Le lendemain, Arlette Weber se rend à la rue Hugo-De-Senger pour reprendre l’école. Comme les militaires dormaient sur de la paille dans l’établissement scolaire, les enfants n’ont pas pu suivre de cours pendant plusieurs jours. La fillette accompagne son père, dans la soirée, à la caserne. La foule réclame les soldats auteurs des tirs. Les militaires ont alors déversé de l’eau pour chasser les manifestants. «Mon père s’est demandé pourquoi ils n’avaient pas agi de la même manière la vieille.» Parmi les victimes, la famille Weber ne connaissait qu’une personne. «Un instituteur qui rentrait des cours et s’est fait choper raide mort à l’avenue Henry-Dunant», se rappelle-elle.

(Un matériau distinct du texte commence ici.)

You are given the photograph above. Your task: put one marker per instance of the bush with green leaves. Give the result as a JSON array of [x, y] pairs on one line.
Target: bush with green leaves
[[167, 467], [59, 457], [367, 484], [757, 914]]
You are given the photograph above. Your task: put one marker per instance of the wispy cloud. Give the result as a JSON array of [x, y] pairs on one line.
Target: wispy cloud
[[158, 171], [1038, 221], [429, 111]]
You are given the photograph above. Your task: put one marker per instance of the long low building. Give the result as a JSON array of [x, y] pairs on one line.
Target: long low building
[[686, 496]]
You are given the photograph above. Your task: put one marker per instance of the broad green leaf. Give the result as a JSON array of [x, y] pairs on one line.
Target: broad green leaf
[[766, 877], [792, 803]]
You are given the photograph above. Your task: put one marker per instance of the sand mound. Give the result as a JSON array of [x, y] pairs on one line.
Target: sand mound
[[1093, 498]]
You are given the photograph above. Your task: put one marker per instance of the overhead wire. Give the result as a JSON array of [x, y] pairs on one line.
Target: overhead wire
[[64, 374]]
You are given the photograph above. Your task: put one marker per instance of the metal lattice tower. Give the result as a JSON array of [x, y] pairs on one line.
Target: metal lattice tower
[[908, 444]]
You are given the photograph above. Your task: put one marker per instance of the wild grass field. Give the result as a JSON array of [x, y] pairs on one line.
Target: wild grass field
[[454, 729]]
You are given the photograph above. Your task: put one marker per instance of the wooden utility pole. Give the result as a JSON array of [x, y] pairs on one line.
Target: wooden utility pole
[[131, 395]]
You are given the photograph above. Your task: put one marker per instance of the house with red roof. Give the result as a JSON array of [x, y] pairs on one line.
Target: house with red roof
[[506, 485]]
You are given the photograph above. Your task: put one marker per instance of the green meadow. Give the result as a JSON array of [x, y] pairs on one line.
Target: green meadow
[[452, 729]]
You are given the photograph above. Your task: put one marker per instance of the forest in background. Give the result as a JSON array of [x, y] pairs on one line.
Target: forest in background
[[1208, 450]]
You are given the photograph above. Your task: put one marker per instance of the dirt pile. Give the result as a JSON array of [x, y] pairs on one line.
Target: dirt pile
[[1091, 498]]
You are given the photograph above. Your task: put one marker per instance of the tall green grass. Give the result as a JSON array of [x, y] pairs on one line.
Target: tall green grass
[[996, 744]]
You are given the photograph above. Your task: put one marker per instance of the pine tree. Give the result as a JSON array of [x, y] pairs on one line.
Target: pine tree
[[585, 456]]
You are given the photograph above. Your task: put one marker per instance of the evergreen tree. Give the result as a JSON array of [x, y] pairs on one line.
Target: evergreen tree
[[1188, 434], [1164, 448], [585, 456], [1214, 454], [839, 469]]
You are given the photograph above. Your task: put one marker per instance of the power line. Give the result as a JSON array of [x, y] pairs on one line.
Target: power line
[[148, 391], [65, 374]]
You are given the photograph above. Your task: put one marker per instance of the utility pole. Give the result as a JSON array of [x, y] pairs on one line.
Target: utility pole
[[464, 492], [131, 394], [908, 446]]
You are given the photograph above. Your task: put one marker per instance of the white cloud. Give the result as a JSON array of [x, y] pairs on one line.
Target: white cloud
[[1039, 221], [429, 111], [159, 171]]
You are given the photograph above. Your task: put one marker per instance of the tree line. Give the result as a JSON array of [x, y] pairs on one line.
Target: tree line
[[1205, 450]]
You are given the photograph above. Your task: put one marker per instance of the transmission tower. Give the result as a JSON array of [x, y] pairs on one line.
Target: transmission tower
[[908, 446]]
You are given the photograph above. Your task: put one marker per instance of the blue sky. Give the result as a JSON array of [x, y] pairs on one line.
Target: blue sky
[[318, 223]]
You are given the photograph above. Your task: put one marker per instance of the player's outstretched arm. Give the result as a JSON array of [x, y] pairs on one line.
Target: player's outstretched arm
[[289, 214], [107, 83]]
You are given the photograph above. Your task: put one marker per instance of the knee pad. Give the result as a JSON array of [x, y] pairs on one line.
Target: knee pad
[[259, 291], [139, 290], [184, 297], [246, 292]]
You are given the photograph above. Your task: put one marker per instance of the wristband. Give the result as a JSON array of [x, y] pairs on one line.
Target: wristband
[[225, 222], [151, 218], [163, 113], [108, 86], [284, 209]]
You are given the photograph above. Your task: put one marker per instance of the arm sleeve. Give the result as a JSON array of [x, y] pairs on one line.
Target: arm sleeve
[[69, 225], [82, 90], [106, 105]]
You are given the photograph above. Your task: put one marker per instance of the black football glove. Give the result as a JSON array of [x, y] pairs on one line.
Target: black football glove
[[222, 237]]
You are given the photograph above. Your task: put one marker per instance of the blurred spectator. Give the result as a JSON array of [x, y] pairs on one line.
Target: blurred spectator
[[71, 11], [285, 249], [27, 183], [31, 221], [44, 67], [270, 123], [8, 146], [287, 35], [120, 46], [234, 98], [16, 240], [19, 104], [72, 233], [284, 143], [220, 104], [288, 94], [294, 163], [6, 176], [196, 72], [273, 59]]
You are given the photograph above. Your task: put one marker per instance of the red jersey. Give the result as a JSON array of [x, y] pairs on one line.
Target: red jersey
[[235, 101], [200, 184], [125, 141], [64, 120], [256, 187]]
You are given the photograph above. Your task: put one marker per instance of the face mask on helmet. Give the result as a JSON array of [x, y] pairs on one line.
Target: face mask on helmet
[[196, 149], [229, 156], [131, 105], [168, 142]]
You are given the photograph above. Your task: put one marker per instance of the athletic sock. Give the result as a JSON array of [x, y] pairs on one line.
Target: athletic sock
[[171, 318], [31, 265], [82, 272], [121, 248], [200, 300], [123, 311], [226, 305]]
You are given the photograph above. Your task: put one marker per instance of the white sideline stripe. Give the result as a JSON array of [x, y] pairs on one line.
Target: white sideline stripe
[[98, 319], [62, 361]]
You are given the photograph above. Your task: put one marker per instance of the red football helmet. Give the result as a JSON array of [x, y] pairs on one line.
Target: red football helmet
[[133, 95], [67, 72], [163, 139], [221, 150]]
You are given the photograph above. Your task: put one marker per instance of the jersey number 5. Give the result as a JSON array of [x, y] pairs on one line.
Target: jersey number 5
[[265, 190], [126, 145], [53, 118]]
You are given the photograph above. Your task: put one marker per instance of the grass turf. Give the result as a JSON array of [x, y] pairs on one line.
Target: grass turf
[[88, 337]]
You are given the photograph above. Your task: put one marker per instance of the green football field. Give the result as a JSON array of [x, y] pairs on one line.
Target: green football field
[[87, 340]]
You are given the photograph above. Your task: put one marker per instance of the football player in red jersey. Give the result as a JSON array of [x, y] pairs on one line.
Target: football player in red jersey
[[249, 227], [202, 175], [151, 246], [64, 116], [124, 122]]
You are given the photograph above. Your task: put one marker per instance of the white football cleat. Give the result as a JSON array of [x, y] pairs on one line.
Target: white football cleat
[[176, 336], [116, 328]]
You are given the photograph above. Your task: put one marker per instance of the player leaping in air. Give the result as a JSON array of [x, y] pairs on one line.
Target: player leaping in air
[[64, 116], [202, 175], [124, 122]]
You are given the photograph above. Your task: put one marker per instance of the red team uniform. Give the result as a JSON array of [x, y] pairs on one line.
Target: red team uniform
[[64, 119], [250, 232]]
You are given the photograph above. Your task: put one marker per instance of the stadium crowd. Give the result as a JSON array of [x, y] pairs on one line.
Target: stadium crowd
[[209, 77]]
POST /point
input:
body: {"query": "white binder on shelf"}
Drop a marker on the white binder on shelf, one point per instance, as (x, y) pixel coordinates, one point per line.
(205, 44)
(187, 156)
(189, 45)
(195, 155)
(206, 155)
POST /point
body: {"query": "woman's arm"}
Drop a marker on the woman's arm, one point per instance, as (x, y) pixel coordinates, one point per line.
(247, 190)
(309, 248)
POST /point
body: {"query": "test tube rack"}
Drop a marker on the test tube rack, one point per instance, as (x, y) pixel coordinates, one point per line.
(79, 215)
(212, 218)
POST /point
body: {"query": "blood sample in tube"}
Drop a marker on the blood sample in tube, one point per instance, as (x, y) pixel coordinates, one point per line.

Puis la vie a repris. Arlette Weber a tout d’abord travaillé dès 1936 pendant dix ans pour le Credit Suisse, rejoint le Département politique à Berne (ndlr: aujourd’hui le Département fédéral des affaires étrangères) et la légation de Suisse à Bruxelles. Dans les années 70, elle revient à Genève, établit son domicile dans l’appartement familial et termine sa carrière à la Banque nationale suisse.

Septante-cinq ans après la fusillade sanglante, Arlette Weber en tire ceci: «Les enfants ne devraient pas être mêlés aux guerres et à la violence parce que cela les marque à vie.»

La fusillade du 9 novembre 1932 a profondément influencé les débats sécuritaires en Suisse. Jusqu’aux années 1930, l’armée était régulièrement utilisée pour assurer l’ordre intérieur. La fusillade de 32 a marqué une rupture dans l’histoire genevoise et suisse.